By Christopher Bjork 

MADRID--The board of Spain's Deoleo SA agreed to sell the company to private-equity firm CVC Capital Partners, ending a monthslong and often politically charged search for a buyer of the world's largest olive-oil bottler.

Several Spanish banks with stakes in the maker of household brands such as Bertolli and Carbonell will sell 29.99% of the company to the U.K.-based firm, Deoleo announced late Thursday. CVC had offered to buy Deoleo for EUR0.38 (53 cents) a share, valuing the company at EUR438.8 million.

As part of the transaction, Deoleo may issue new shares that would be purchased by CVC to bolster Deoleo's finances. CVC has agreed to launch a takeover bid for the rest of the company once the first part of the transaction is concluded, Deoleo said.

Deoleo accounts for 22% of global sales of bottled olive oil, making it a prized asset in the food industry.

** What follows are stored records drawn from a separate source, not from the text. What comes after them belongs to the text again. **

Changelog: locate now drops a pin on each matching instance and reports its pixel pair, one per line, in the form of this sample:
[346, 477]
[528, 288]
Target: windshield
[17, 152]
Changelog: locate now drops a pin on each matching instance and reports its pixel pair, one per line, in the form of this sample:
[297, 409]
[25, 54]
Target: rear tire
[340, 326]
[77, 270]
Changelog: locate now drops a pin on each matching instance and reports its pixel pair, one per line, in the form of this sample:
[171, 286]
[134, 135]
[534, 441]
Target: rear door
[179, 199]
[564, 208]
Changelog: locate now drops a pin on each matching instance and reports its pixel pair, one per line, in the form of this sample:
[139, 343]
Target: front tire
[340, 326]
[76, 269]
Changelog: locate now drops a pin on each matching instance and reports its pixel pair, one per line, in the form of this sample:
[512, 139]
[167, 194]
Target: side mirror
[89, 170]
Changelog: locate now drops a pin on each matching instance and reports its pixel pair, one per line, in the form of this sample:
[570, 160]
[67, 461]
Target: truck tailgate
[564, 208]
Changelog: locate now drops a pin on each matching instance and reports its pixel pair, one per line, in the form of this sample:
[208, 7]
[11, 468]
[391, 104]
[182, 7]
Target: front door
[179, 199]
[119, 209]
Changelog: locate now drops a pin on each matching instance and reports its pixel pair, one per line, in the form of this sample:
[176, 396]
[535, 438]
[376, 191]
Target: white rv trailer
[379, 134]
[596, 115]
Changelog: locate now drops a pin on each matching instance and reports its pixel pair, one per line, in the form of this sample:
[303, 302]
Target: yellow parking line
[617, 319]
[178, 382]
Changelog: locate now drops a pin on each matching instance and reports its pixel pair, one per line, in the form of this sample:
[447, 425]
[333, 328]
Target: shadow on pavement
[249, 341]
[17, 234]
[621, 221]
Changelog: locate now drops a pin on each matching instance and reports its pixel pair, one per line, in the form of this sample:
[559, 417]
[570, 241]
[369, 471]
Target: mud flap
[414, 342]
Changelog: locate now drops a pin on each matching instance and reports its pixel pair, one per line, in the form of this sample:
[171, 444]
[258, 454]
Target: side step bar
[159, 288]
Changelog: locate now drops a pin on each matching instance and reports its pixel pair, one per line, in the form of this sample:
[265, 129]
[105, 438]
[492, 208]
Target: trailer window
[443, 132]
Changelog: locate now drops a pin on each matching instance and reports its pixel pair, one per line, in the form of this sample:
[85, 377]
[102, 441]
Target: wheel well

It posted a EUR20 million euro profit last year and revenue of EUR813 million.

But a series of ill-timed acquisitions has left the company EUR472 million in debt at a time when Spanish banks are trimming their industrial holdings in an effort strengthen their capital ratios and focus attention on retail banking.

The group of former savings banks that control Deoleo hired J.P. Morgan Chase last summer to find a buyer for their stakes.

That decision drew interest from several private-equity funds as well as Italy's state-owned Fondo Strategico Italiano and Qatar Holding LLC, an arm of the Gulf emirate's main sovereign-wealth fund.

The latter two teamed up to bid for Deoleo, causing an uproar from Spanish olive-oil farmers and government officials, who frowned on the idea of Italian control over the biggest player in a Spanish-dominated industry but appeared to feel more comfortable with CVC's bid.

The government in recent days said it might buy a small stake in Deoleo to ensure a degree of Spanish control over the firm, but it hasn't done so. In Italy, Prime Minister Matteo Renzi told reporters that Spanish authorities seemed to have an ideological aversion to Italian control of the company.

Not all Deoleo's large shareholders supported the decision to sell to CVC. A cooperative of Spanish olive-oil farmers that owns 10% of the company said it "lamented" the Spanish banks' decision to sell to a foreign fund "when there were clear alternatives in the process giving the company a viable future with Spanish ownership."